November 28 – Middletown 366

1827

Presidential Candidates

News.–The following letter containing the important intelligence, that three-fifths of the people of Connecticut are Clintonians, is taken from the New-York Statesman of the 10th inst. This may be set down as news indeed, for we doubt very much whether any of our readers ever before heard of Mr. Clinton’s popularity in Connecticut. The fact is, the people of this State are the firm supporters of the able Administration of Adams. Neither Mr. Clinton nor Gen. Jackson can get three-fifths nor one-fifth of the votes of Connecticut. In this section of the State, where the writer professes to have received his information, the people are, with a very few exceptions, the friends of the present administration, and we have no apprehension that they will abandon Mr. Adams for any other candidate. The author of the letter was most egregiously deceived, when the informant palmed himself upon him as “an Adams man, possessing opportunities of knowing” what is not true, and had he remained a sufficient time in the place, he could have ascertained its falsehood. Here is the letter.

Extract of a letter to the Editors of the Statesman, dated Middletown, Ct. Nov. 10, 1827.

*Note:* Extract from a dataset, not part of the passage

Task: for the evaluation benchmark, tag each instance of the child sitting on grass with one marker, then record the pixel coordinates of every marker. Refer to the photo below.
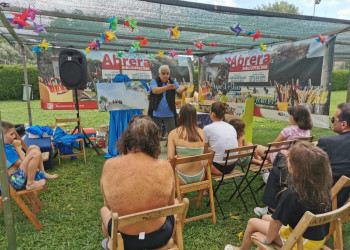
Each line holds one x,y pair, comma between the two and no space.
308,190
22,169
239,125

The friends of Mr. Clinton are numerous in Connecticut. A respectable politician, (himself an Adams man and one possessing opportunity of knowing,) told me, that if Mr. Clinton were set up, even in opposition to Mr. Adams, he would receive three-fifths of the votes of Connecticut. The opponents of Mr. Adams would, of course, vote for him in preference to Mr. Jackson. Should they see the necessity of abandoning Mr. Adams New England would go for him almost unanimously, notwithstanding the Editor of the Post has expressed a wish that “he shall hear no more” of this.

From The Evening Post (New York, New York), Thursday, November 29, 1827.

1892

Ending of a Drunken Debauch

Five Persons Burned to Death.

Three Men and Two Women Cremated In a Tobacco Barn at Middletown, Conn., Saturday Night.

By Associated Press.

Middletown, Conn., Nov. 28.–Three men and two women were burned to death here Saturday night in a tobacco barn owned by John Hubbard. The victims were a party of umbrella menders seen near there before the fire. It is supposed that they were drunk and set fire to a small amount of hay, the only contents of the barn. The building was totally destroyed, the fire companies being unable to reach the structure in time.

From the Harrisburg Daily Independent (Harrisburg, Pennsylvania), Monday, November 28, 1892.